Northern and Western Blot Analyses and Immunostains
Northern blot analyses were performed as described (Hawighorst et al., 2002), by using 15 μg of total RNA and a 2.2-kb human Prox1 cDNA probe. For Western analyses, cell lysates were obtained as described (Skobe et al., 2001) and 30 μg of protein per sample were analyzed by denaturing sodium dodecyl sulfate-polyacrylamide gel electrophoresis and immunoblotted with antibodies against neuropilin-1 (Oncogene, San Diego, CA), human podoplanin (antibody gp40 [Zimmer et al., 1997], kindly provided by Dr. G. Herrler), human ICAM-1 (BD Pharmingen, San Diego, CA), and human VEGFR-3/Flt4 (Santa Cruz Biotechnology, Santa Cruz, CA).
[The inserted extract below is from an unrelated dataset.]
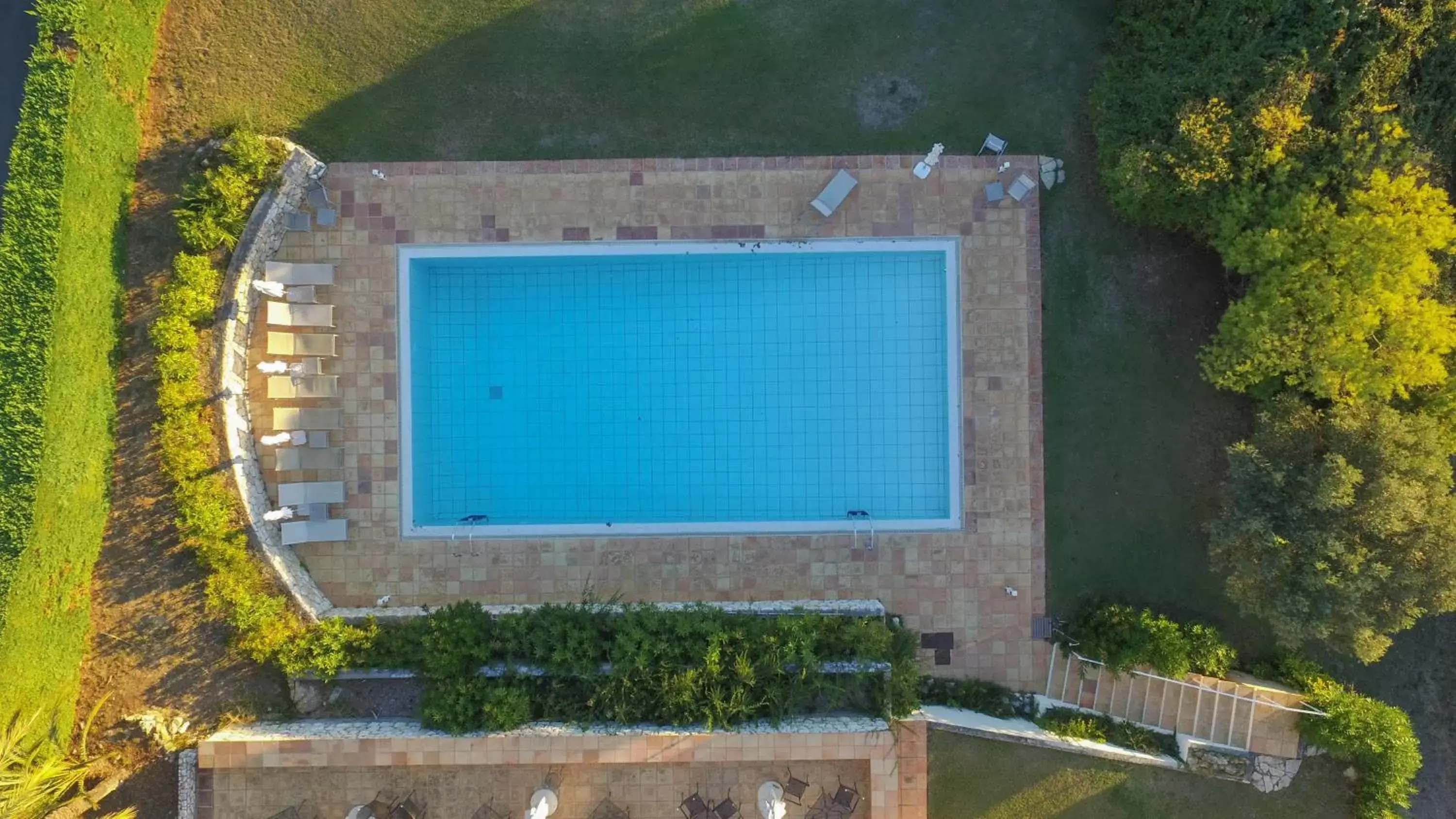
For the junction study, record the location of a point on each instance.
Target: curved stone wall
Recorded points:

Immunofluorescence stains were performed on 6-μm cryostat sections of adult murine back skin and on 10-μm sections of mouse embryos as described (Detmar et al., 1998; Wigle et al., 2002), by using polyclonal rabbit antibodies to Prox1 (Wigle et al., 2002), LYVE-1 (kindly provided by Dr. D. Jackson [Prevo et al., 2001]), VEGFR-3/Flt4 (Zymed, San Francisco, CA), neuropilin-1 (R&D Systems, Minneapolis, MN), a monoclonal rat antibody to CD31 (BD Pharmingen), hamster antibodies to podoplanin (clone 8.1.1; Developmental Studies Hybridoma Bank, University of Iowa), and murine ICAM-1 (BD Pharmingen), and corresponding secondary antibodies labeled with AlexaFluor488 or AlexaFluor594 (Molecular Probes, Eugene, OR). Cell nuclei were counterstained with 20 μg/ml Hoechst bisbenzimide. Sections were examined by using a Nikon E-600 microscope (Nikon, Melville, NY) and images were captured with a SPOT digital camera (Diagnostic Instruments, Sterling Heights, MI).
Acknowledgements
We thank D. Jackson for providing the LYVE-1 antibody, G. Herrler for providing the gp40 antibody, and S. Tomarev for providing human Prox1 cDNA. M.D. received funding from the NIH/NCI, the American Cancer Society Research Project, the Susan Komen Breast Cancer Foundation, the Cutaneous Biology Research Center through the Massachusetts General Hospital/Shiseido Co. Ltd. Agreement; G.O. received funding from the NIH, a NCI Cancer Center Support (CORE) grant, and the American Lebanese Syrian Associated Charities; and V.S. received funding from the Deutsche Forschungsgemeinschaft.
NOTE ADDED IN PROOF
While this manuscript was in press, another paper also reported lymphatic endothelial reprogramming of cultured vascular endothelial cells by Prox1 (Petrova et al. [2002] EMBO J 21:4593–4599).